I assume this is due to the bolts that mount the caliper to the fork. Do note that if the brake caliper is behind the fork, the force pushes the brake caliper slightly upwards and towards the fork.
If the brake caliper is in front of the fork, the force pushes the brake caliper slightly downwards and away from the fork.
The force component pushing the brake caliper away from the fork is the problematic one. For example, a 110kg rider + 20kg e-bike + 15kg cargo means 145kg has to be stopped. If braking at 0.6 g, that's 853 Newtons of braking force.
The wheel rolling diameter is 677 mm, whereas the rotor diameter is 160 mm. Thus the force at the caliper is 677/160 = 4.23 times the force at the tire. That's 3610 Newtons of force either pushing the caliper towards the fork or pulling the caliper away from the fork. Your choice -- I will choose that force to push the caliper towards the fork and not pull the caliper away from the fork. My choice means the caliper has to be behind the fork, not ahead of the fork.

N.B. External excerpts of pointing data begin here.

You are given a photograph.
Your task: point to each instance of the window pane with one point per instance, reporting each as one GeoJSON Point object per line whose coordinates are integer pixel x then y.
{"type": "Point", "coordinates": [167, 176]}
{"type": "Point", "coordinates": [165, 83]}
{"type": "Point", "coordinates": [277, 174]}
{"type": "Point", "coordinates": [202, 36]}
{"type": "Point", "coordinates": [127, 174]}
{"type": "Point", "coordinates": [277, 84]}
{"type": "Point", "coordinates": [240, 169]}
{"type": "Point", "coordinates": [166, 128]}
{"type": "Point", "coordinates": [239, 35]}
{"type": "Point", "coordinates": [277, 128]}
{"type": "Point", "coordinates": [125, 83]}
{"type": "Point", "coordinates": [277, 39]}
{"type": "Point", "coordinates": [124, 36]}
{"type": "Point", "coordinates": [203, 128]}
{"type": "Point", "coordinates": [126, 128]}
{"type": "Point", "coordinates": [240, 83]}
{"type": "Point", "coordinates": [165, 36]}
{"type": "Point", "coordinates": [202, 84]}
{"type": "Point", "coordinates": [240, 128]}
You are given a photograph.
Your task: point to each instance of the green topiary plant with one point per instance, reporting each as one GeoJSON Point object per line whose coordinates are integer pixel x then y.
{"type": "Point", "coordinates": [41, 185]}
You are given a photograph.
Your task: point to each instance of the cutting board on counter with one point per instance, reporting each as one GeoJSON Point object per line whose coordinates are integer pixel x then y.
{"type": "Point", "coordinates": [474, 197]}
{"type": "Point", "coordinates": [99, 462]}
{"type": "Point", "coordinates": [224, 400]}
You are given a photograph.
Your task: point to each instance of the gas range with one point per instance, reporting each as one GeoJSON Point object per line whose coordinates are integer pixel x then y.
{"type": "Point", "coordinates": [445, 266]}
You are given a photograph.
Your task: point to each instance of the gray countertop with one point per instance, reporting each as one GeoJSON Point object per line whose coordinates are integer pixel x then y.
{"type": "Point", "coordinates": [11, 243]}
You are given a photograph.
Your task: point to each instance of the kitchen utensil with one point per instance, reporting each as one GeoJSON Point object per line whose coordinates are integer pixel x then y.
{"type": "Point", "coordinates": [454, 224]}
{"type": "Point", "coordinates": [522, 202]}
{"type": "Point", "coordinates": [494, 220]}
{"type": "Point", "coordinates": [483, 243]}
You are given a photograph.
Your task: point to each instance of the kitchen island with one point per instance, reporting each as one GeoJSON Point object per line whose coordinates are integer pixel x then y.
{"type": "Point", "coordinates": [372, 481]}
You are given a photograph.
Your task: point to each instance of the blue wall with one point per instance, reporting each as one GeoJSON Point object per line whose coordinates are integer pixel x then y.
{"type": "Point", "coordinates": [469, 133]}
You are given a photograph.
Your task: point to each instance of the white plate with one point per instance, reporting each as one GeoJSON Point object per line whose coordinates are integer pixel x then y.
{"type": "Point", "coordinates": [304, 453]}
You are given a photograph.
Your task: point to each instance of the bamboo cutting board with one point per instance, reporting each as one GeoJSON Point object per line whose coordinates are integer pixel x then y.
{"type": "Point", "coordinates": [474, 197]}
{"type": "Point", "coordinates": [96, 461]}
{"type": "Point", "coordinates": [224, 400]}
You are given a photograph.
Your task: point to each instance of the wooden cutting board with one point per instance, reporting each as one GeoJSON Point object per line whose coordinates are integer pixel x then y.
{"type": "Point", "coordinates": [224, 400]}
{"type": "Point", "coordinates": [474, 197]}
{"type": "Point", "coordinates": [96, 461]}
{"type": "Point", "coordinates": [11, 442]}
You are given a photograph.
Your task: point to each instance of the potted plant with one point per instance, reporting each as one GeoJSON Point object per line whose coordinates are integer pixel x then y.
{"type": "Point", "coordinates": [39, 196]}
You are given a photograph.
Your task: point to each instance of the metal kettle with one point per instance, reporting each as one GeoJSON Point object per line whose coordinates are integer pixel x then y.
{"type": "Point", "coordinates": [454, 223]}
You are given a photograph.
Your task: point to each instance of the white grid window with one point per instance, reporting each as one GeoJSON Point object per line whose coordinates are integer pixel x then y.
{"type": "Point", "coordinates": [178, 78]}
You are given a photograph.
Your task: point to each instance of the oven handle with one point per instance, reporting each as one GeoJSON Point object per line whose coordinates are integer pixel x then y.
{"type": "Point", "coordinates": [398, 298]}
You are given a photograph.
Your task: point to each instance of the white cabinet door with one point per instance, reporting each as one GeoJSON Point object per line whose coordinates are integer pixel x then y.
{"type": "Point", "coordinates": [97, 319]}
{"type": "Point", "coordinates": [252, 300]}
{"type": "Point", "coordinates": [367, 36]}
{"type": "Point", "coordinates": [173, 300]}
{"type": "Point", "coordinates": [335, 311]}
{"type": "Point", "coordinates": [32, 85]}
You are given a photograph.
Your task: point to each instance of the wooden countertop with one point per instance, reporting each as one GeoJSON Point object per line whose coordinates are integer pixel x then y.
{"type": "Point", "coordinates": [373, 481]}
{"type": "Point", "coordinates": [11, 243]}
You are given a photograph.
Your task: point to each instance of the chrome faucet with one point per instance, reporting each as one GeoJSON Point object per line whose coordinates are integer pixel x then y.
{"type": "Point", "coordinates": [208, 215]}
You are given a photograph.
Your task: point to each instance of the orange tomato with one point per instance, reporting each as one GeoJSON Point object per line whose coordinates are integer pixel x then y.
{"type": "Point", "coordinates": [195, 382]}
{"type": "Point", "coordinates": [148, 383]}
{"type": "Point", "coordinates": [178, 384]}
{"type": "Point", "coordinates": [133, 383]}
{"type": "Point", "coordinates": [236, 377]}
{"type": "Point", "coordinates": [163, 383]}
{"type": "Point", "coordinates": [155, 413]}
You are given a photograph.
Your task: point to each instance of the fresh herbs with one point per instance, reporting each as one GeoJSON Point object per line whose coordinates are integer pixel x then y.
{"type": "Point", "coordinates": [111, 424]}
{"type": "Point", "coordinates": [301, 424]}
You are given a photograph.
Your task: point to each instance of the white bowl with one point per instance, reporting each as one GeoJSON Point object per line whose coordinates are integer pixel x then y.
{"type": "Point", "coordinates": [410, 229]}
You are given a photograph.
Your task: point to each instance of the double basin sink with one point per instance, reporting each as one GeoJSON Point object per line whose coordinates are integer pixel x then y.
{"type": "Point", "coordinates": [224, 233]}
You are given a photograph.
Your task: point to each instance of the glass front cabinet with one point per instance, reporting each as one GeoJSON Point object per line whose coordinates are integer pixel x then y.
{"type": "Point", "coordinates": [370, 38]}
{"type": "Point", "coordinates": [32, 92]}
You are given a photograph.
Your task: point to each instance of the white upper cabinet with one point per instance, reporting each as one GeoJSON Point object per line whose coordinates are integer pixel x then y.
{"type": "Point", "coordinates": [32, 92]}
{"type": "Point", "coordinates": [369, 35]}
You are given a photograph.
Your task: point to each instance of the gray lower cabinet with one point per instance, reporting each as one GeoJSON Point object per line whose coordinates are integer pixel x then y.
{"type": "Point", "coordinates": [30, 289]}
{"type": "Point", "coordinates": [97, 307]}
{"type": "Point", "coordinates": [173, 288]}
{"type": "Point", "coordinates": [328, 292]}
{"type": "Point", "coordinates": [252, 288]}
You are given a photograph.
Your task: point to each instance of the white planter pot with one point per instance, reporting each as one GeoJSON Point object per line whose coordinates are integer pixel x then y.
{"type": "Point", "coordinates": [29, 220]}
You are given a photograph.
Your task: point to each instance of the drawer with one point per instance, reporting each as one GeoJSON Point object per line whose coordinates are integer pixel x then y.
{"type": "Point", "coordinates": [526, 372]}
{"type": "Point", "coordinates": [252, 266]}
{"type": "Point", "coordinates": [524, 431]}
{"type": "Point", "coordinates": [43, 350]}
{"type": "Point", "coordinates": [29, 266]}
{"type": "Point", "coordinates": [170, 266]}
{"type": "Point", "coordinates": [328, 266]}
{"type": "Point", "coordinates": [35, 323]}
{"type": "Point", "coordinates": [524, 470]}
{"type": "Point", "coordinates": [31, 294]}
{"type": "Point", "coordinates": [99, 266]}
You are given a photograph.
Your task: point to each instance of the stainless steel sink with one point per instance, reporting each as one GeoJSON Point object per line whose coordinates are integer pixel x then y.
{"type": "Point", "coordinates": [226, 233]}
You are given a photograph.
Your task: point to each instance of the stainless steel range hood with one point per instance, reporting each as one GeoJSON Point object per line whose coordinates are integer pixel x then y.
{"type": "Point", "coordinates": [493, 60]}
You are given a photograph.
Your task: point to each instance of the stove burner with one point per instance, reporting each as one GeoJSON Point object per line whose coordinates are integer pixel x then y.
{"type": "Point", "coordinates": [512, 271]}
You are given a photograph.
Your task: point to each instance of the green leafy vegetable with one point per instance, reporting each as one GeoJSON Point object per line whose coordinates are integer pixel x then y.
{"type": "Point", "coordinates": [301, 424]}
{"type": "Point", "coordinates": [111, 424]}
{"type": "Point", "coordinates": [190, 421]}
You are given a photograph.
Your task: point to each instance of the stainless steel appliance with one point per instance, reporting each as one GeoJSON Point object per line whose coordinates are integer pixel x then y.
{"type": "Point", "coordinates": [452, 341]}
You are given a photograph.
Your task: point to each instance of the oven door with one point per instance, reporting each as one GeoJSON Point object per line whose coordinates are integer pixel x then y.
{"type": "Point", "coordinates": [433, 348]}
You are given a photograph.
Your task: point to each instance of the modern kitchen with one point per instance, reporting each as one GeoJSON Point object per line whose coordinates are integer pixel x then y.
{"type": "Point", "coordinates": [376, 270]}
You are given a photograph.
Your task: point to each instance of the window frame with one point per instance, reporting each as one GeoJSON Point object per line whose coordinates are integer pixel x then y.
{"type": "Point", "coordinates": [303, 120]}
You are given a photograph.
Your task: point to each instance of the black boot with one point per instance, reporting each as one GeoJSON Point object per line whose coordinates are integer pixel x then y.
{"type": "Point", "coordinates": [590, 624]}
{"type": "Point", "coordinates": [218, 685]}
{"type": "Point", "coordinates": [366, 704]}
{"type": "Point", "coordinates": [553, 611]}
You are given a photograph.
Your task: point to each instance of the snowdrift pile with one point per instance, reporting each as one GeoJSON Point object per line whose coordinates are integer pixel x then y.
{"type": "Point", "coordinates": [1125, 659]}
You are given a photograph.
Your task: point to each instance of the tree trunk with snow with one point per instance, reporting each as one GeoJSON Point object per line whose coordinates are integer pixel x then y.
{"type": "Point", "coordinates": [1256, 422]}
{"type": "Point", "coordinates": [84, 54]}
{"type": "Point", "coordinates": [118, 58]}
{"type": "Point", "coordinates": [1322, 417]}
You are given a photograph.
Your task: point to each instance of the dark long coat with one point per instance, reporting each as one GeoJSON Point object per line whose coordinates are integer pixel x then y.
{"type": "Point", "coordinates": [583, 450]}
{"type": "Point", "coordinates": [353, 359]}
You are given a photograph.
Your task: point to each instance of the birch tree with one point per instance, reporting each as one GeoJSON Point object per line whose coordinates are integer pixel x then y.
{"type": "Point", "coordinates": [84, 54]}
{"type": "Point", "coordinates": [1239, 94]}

If the caliper mounting bolts are tightened to the full recommended torque, they probably can withstand this 3610 Newtons of force. Tightening to the recommended torque should ensure about 5000 Newton clamping force. But the problem is, brakes are a safety critical item, and bolts that are working so close to their limit even if correctly torqued, and likely to be torqued by amateur mechanics, would be very likely to fail in case someone puts only 3000 Newtons of clamping force to the bolt.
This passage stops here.